The baseline for my efforts used the "soft" cache with an internal MRU
of 1000. I also implemented a "CacheAll" option for benchmarking
purposes. It does not evict anything from the cache. Given the "lazy
insert" policy, this means that we defer all allocation of physical rows
and serialization until the commit, at which point we traverse the cache
and log everything.
1. The "lazy insert" change results in a 13% performance gain (measured
with the soft cache).
2. If I use record compression (all records) and play some games to
increase the record size (by combining some individual records within
a compound object), then I can get the store down to 39% of the space
for 117% of the time. I think that exploring record compression
further might pay off. More later on this. (Again, this was using
the "soft" cache.)
3. The "CacheAll" policy reduced the runtime until the start of the
commit by 50%! The total runtime was effectively unchanged.
When using the "soft" cache the high tide (maximum #of objects in the
cache at any one time) for the cache was 100k objects, but there were
300k persistent objects created during execution. This means that
2/3rds of the records were alloacted physical rows and serialized before
the commit (in response to cache evictions).

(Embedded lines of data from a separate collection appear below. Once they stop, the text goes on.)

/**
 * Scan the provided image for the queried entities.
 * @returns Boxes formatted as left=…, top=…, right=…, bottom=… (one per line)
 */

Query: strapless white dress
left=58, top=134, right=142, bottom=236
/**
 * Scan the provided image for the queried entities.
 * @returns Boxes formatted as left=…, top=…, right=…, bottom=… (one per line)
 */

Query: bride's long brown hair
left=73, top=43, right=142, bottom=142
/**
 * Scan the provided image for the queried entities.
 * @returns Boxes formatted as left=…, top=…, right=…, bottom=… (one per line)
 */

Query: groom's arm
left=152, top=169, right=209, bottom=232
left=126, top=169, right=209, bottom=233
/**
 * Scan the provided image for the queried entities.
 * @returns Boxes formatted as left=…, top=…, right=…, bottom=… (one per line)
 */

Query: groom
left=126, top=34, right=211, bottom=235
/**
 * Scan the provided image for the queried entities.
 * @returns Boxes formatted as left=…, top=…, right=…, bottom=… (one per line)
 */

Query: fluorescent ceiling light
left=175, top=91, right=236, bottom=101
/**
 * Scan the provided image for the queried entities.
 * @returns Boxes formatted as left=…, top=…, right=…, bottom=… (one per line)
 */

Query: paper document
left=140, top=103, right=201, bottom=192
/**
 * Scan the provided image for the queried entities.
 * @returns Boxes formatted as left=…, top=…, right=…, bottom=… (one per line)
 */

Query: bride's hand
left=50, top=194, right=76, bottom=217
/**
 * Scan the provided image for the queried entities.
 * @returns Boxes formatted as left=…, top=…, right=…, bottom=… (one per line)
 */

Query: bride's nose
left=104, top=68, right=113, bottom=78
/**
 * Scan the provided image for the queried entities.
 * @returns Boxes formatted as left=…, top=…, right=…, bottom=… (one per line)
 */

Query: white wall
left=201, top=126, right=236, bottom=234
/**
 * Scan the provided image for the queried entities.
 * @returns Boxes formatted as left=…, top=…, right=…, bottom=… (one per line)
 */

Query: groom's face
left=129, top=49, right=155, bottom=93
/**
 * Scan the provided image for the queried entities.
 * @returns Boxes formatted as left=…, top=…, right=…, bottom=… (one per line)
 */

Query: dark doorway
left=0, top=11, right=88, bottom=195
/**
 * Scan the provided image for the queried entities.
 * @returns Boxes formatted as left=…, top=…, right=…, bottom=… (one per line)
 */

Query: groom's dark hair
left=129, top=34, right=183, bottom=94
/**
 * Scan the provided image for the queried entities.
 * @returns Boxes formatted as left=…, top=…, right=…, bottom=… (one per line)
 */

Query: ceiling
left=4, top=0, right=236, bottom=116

Based on this, I believe that we could realize a very significant
performance gain in jdbm by optimizing the process by which objects
leave the cache and are laid down on disk during a transaction. I am
running these tests on my laptop, but it can write 50M (6396 blocks)
in under 4 seconds using RandomAccessFile. jdbm is spending nearly
30 seconds to allocate the necessary physical rows, serialize the
objects, and write that much data.
When using the "soft" cache:
serialization time: 93ms
deserialization time: 1184ms
When using the "CacheAll" policy:
serialization time: 153ms
deserialization time: 0ms
From this is is clear that serialization costs are not dominating cache
evication and the commit. At the same time it is clear that raw block
I/O is not the dominating factor either. The bulk of these costs are
therefore related to the allocation of physical rows and to the manner
in which the dirty pages are being migrated to disk during the
I do not have a design to propose, but I am thinking in terms of:
- accumulating evicted records until we have several pages worth before
allocating their physical rows. (records could be serialized on
eviction so that we know the required allocation size.)
- clustering objects onto pages during eviction.
- re-implementing RecordFile and TransactionManager w/ DBCache (rather
than optimizing the existing transaction manager).
- exploring the tradeoff point between in place updates of records on
pages and re-allocation of records on dirty pages (an extreme version
of merging free records in which we re-allocate all records on a page
which has undergone updates which do not fit in place so that we can
take advantage of a batch-oriented physical row allocation and
- evaluation record compression options further. e.g., by aliasing more
than one record into the same physical row (using a some bits in the
translation page slot to dealias the records in the physical row when
it is unpacked).